A new crop of tech startups is emerging to meet a growing demand for individualized clean air.
It depends, of course, on where you live – and for many people, the situation is worsening. According to a recent analysis by two Carnegie Mellon economists, particulate air matter pollution rose 5.5 percent in the U.S. between 2016 and 2018, resulting in almost 10,000 premature deaths.
Despite the urgency of the problem, there seems to be no indication that civic leadership will be protecting our air any time soon. The United States left the Paris Agreement recently, Brazil is still letting the Amazon burn and Australia lacks a national strategy for tackling air pollution, despite its recent catastrophic bushfires. China's deceptive coronavirus communication only underscores the point that safeguarding the public's health can take a backseat to politics and power.
But people still need to breathe, and now a new crop of tech startups is emerging to meet a growing demand for individualized clean air. At the recent Consumer Electronics Show, I saw futuristic masks, smart goggles and self-contained apparatuses promising to filter the bad air away.

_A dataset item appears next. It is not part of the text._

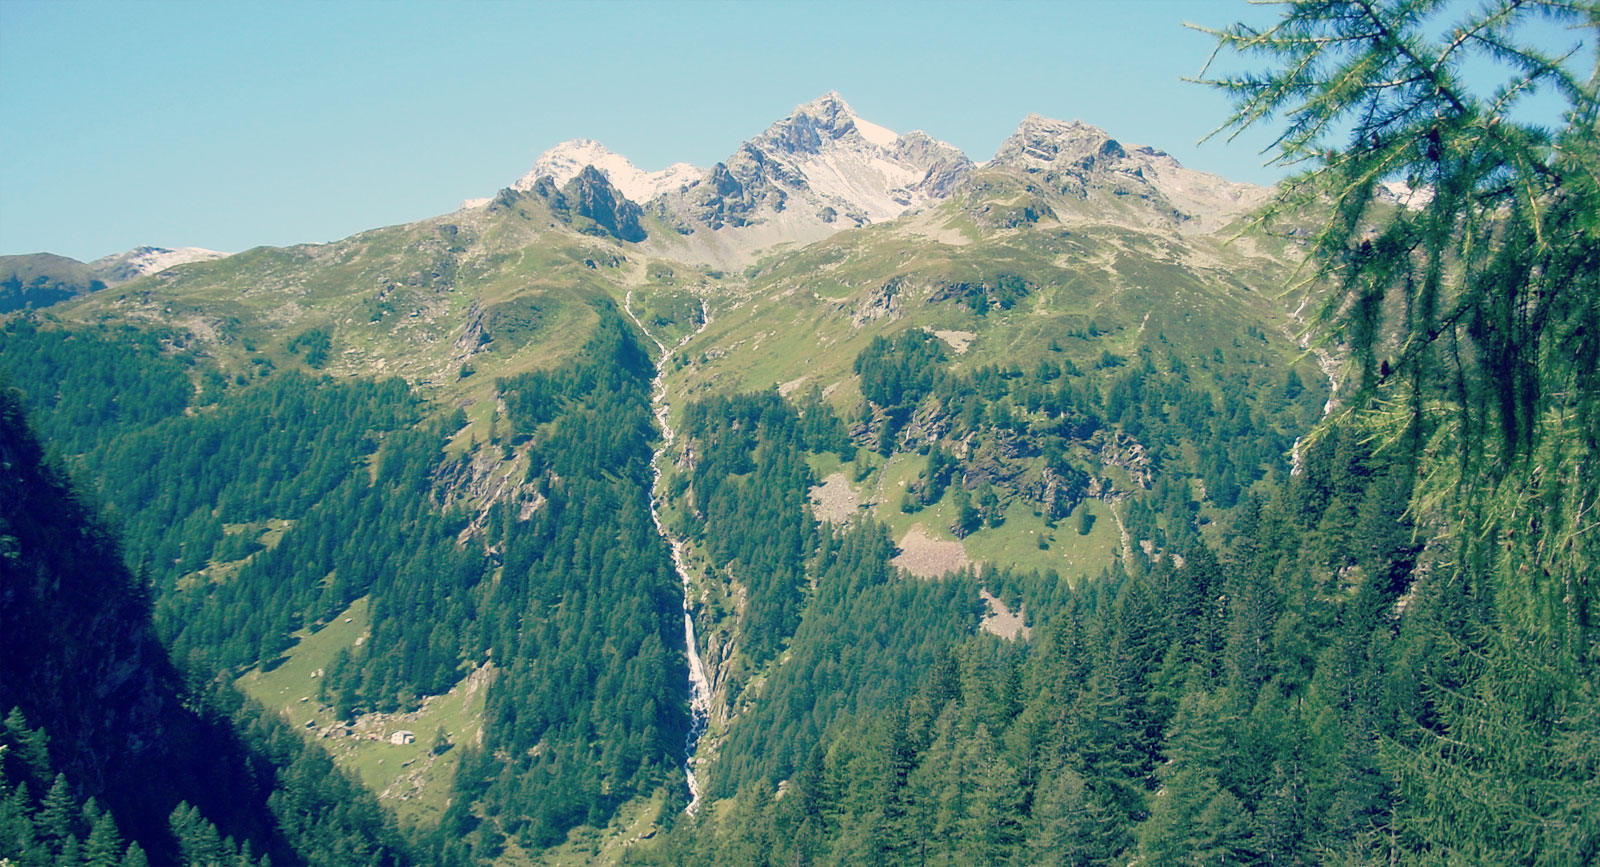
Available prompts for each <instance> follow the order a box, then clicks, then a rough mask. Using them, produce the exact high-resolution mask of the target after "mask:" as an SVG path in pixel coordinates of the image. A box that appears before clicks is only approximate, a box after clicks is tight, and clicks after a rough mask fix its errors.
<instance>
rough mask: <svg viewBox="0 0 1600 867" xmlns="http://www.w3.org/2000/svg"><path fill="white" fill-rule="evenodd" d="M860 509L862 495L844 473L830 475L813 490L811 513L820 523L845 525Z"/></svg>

Obviously, a dollar store surgical mask wasn't going to cut it anymore.
"We have seen a huge amount of interest and a growing awareness of the issues with masks and respirators," says AO Air co-founder Dan Bowden. "The more regularly someone wears a mask or a respirator, the deeper our Atmos solution resonates with them. Leading markets have been Korea, China and, unexpectedly, Thailand."
Lined up for a Summer 2020 launch, the AO Air filter fits across your mouth from ear to ear – kind of like Geordi LaForge's Star Trek: The Next Generation eye sensors, but across your jaw line. The translucent mask continually pumps cool air for about 5 hours per charge and will cost $350 USD.
"Soon, we'll have private schools selling themselves on the air quality of the building."
"There is a movement towards individuals taking control over their own health, but also we see a great movement towards individuals taking control over the impacts that they have on the wider world," Bowden says. "We believe that the deeper systemic change has always come from humans working together and not being reliant upon high powers."
Bowden says the company wants to help the individual citizen, clean up the public building air ("factories, hospitals, workplaces") and, most interestingly, collect pollution metrics data via the masks. "We are looking forward to hearing how this information can be used in creative ways," Bowden adds. It is yet unclear how the data will be shared and how proprietary the information will be for AO Air and its competitors.
Scientific artist Michael Pinsky is taking a more experiential approach to raise awareness of the problem. In 2017, he launched traveling pollution pods, these giant, interconnected rooms recreating the air quality of several cities from London to Los Angeles. His exhibit has been on near constant tour, hitting the New York Climate Action Summit, the recent COP25 in Madrid, and other major events.
When I visited, I could handle being in the New Delhi air quality pod for only about 20 seconds. It made my eyes water and burn.
"Now you have new, 8 – 10 million British pound houses being built with premium air systems," Pinsky says. "Soon, we'll have private schools selling themselves on the air quality of the building." I mention my own children, whose schools we selected based on ratings and rankings. I could easily see "indoor air quality" being another metric. Perhaps another lever of privilege.
Pinsky gives a wily chuckle.
"The legislators have to get on top of it – or air will be privatized like space or our schools," he says.
"Clean air is a right," he adds. "Everyone should have it."